Mary lifted the pistol in a two-handed grip, took aim, and squeezed the trigger.
The crack of the shot and the explosion of the squirrel's head were almost simultaneous. The body fell into the leaves, writhed for a few seconds, and lay still.
She ran on, the sweet tang of gunpowder in her nostrils and the pistol warm in her hand.

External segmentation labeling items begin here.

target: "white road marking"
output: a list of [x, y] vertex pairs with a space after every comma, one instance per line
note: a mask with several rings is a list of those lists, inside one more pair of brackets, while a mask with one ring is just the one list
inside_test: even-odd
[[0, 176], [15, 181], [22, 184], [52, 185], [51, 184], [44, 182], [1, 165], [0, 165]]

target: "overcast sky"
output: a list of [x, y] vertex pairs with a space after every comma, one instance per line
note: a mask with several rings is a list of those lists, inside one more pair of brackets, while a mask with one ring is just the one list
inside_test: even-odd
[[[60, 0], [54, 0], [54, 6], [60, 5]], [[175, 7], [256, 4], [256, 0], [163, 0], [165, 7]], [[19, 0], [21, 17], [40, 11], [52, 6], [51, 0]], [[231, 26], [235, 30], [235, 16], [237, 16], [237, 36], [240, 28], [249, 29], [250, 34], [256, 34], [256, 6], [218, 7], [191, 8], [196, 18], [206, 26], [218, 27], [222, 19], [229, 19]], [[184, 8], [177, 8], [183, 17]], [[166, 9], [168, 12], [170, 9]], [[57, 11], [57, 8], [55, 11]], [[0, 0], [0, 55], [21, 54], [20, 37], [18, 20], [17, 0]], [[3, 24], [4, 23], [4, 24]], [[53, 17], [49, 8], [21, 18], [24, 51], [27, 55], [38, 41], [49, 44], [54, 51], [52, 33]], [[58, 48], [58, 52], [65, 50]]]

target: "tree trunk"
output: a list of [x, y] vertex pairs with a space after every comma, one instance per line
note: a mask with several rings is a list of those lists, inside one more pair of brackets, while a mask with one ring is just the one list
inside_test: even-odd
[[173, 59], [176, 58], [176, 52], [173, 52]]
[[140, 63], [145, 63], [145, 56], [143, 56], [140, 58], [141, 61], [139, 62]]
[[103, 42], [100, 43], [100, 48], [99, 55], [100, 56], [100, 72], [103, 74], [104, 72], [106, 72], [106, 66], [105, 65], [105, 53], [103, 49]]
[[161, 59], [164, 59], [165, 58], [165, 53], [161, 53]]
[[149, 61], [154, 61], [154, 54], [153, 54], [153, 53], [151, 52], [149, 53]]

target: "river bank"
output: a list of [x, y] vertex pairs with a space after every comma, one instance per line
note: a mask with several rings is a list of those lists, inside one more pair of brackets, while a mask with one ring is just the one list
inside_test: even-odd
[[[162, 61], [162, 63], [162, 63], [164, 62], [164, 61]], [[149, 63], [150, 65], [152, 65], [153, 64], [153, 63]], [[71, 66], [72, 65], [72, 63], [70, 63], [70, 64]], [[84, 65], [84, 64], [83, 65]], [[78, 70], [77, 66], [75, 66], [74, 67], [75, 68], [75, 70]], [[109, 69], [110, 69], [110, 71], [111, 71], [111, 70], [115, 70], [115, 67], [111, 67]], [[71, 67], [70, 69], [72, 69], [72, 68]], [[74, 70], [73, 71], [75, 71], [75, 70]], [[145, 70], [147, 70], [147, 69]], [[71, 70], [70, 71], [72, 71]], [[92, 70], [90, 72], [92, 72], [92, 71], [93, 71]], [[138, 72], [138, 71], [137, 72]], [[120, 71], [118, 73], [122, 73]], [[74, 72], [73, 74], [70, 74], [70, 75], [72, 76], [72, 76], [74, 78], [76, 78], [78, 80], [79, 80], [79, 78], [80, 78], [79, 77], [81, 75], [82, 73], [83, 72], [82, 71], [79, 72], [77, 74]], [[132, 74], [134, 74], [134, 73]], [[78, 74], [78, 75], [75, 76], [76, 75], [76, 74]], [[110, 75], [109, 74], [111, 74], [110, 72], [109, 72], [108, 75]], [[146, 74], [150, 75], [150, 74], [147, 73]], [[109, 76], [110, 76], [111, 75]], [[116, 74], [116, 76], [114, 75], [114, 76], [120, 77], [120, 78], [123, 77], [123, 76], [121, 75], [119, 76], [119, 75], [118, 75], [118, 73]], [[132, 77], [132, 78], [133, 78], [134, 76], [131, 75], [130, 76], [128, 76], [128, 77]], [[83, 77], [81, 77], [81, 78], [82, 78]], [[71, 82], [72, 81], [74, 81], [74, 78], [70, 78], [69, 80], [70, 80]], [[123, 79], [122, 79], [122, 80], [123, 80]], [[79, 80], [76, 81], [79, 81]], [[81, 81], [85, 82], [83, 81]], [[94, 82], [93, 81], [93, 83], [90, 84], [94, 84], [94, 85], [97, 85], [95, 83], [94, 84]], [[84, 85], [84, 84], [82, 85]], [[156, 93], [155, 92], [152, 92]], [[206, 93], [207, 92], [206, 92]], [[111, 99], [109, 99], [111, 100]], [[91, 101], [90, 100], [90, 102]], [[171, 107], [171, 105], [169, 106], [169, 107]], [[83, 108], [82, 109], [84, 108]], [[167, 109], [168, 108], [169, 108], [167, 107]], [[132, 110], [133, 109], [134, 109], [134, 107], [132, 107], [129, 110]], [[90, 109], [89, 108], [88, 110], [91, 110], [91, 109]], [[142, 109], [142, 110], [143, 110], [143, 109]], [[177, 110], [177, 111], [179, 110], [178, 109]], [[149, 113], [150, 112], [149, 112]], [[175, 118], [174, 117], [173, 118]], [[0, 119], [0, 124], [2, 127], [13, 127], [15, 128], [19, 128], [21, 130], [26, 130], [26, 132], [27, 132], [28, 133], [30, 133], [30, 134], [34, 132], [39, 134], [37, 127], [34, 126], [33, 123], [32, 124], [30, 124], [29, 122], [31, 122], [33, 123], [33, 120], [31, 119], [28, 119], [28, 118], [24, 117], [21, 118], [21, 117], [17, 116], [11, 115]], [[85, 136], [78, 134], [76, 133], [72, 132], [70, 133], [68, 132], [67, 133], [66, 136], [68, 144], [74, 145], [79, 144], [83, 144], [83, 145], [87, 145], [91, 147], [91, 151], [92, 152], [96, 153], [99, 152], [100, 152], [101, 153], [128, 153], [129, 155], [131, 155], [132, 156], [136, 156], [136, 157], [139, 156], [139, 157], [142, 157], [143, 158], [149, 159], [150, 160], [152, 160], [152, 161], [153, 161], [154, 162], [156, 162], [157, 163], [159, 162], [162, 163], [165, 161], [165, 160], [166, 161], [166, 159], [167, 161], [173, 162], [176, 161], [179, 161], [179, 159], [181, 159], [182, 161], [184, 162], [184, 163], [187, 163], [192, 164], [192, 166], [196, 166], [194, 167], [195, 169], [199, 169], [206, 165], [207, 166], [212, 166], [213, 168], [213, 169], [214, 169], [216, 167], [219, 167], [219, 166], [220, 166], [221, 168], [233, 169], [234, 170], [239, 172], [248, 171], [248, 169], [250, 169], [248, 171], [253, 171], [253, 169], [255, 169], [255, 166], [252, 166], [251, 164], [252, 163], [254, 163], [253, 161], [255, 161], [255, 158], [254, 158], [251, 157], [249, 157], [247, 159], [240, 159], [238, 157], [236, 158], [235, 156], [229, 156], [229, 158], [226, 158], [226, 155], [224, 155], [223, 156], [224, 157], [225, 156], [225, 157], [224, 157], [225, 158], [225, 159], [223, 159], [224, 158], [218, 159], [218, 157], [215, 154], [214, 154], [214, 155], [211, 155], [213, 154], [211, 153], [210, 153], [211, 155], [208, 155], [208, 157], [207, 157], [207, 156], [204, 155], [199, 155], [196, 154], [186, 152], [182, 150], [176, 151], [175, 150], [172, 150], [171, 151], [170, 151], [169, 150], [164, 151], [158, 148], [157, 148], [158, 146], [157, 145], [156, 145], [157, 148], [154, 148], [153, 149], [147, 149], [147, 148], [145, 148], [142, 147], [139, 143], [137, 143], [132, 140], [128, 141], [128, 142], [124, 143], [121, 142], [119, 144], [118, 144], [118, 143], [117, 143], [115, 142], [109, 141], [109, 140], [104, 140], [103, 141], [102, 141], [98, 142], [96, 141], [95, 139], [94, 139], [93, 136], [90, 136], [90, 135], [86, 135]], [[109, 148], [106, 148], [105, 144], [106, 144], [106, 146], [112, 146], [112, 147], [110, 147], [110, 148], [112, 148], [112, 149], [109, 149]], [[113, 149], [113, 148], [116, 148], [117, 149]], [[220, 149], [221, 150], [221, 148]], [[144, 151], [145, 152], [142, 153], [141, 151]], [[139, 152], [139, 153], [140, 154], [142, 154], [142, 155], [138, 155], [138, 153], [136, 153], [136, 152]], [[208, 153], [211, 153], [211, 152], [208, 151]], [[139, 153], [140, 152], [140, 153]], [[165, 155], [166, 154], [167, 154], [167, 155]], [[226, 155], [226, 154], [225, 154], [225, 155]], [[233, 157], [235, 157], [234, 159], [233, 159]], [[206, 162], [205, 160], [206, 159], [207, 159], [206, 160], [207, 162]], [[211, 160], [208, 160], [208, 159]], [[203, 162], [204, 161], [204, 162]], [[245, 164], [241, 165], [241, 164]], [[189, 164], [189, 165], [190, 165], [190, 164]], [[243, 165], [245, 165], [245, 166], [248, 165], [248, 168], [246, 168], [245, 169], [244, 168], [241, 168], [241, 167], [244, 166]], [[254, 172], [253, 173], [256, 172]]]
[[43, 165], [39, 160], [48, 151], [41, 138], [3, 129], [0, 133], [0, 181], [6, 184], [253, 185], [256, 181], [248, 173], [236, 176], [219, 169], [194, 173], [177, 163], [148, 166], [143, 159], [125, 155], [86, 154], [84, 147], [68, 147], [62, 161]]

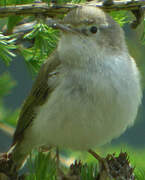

Her eyes searched the shadowed woods. Pig on the left! she thought, and she checked her progress and whirled in a crouch with her gun ready, aiming at a scraggly pine. She ran again, over a hillock and down. Pig on the right! She threw herself to the ground, raising dust, and as she slid on her stomach she took aim at another tree and fired a shot that clipped a top branch and sent a bluejay shrieking into the sky. Then up again – quick, quick! – and onward, her tennis shoes gouging the ground. Another squirrel, drowsing in the sun, came to life and fled across her path; she tracked it, heading toward a group of pines. It was a fast one, desperate with fear. She fired at it as it clambered up a treetrunk, missed by a few inches to the left, but hit the squirrel in the spine with the second bullet. She heard it squeak as she passed on, a signature of blood across the treebark.